In relation to this, I recently came across the news that criminal gangs in Mexico are currently stealing around 27,000 barrels worth of gasoline and diesel fuels a day from the state-owned oil company Pemex. This fuel presumably then gets sold onwards to those who want it at lower-than-market pricing — which presumably helps to win favor with the locals in the territories of some of the gangs in question.
The situation as a whole makes for an interesting example of the non-linear way that the collapse of economically recoverable fossil fuels is likely to play out. The lack of affordable fuel results directly in an increase in theft (something that is often quite dangerous — there are regular reports in the news of deaths during theft as a result of fires and interactions with security forces), which itself results in increased costs for the oil producers, which further drives the price up, to some degree or other.
With regard to “increased costs,” Pemex released a public statement recently on the matter of increasing theft. It read: “Specialized personnel are carrying out the work for the elimination of this clandestine theft.”
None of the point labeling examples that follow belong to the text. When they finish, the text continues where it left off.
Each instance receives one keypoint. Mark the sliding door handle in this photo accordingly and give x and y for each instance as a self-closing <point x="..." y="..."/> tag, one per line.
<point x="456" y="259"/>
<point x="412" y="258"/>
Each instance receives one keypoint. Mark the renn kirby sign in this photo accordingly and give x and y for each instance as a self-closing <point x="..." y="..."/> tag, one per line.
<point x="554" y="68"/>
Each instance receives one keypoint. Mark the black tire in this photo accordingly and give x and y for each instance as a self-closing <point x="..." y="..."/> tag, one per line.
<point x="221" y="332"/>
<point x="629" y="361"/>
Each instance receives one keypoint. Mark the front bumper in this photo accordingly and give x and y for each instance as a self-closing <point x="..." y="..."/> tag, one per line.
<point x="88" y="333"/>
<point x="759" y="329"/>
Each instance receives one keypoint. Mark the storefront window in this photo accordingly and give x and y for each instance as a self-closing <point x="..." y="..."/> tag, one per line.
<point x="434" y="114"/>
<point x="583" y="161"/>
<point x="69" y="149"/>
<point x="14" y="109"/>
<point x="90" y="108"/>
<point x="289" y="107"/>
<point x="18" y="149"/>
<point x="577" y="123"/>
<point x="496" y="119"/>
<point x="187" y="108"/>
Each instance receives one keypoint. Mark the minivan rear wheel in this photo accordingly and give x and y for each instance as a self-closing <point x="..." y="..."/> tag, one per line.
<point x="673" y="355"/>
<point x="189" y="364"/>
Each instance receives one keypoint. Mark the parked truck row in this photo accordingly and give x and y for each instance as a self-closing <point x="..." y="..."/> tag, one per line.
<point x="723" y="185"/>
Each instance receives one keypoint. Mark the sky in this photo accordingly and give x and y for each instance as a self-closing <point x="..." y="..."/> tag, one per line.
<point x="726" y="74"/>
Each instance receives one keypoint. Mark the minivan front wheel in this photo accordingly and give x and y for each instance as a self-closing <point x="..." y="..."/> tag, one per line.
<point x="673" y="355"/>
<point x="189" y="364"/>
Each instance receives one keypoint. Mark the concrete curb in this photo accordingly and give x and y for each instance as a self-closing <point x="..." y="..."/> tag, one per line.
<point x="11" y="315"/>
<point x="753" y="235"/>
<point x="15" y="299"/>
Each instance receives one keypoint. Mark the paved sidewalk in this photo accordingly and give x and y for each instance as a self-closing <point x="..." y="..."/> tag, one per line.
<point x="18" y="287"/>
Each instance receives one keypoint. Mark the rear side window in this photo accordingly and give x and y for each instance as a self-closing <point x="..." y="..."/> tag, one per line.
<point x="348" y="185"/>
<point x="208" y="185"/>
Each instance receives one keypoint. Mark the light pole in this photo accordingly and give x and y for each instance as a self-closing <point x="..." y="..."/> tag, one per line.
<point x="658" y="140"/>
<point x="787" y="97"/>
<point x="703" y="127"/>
As oil extraction, and access to refined products, becomes a more expensive proposition over the coming decades in many parts of the world it seems likely that theft and conflict with criminal gangs, and also with other countries, will become more of a factor in the determination of oil prices. In particular, more of a factor with regard to local prices (in many places).
That reality is likely one of the primary reasons that a number of militaries around the world are showing themselves as being more willing to embrace renewables than political “leaders and others” in those countries.
This isn’t to say that there aren’t security problems that would/will accompany a large-scale reliance on renewables — clearly, there are — simply that fossil fuel reliance is going to become increasingly difficult and expensive over the coming decades, and diversification will likely provide advantages to those who can afford it.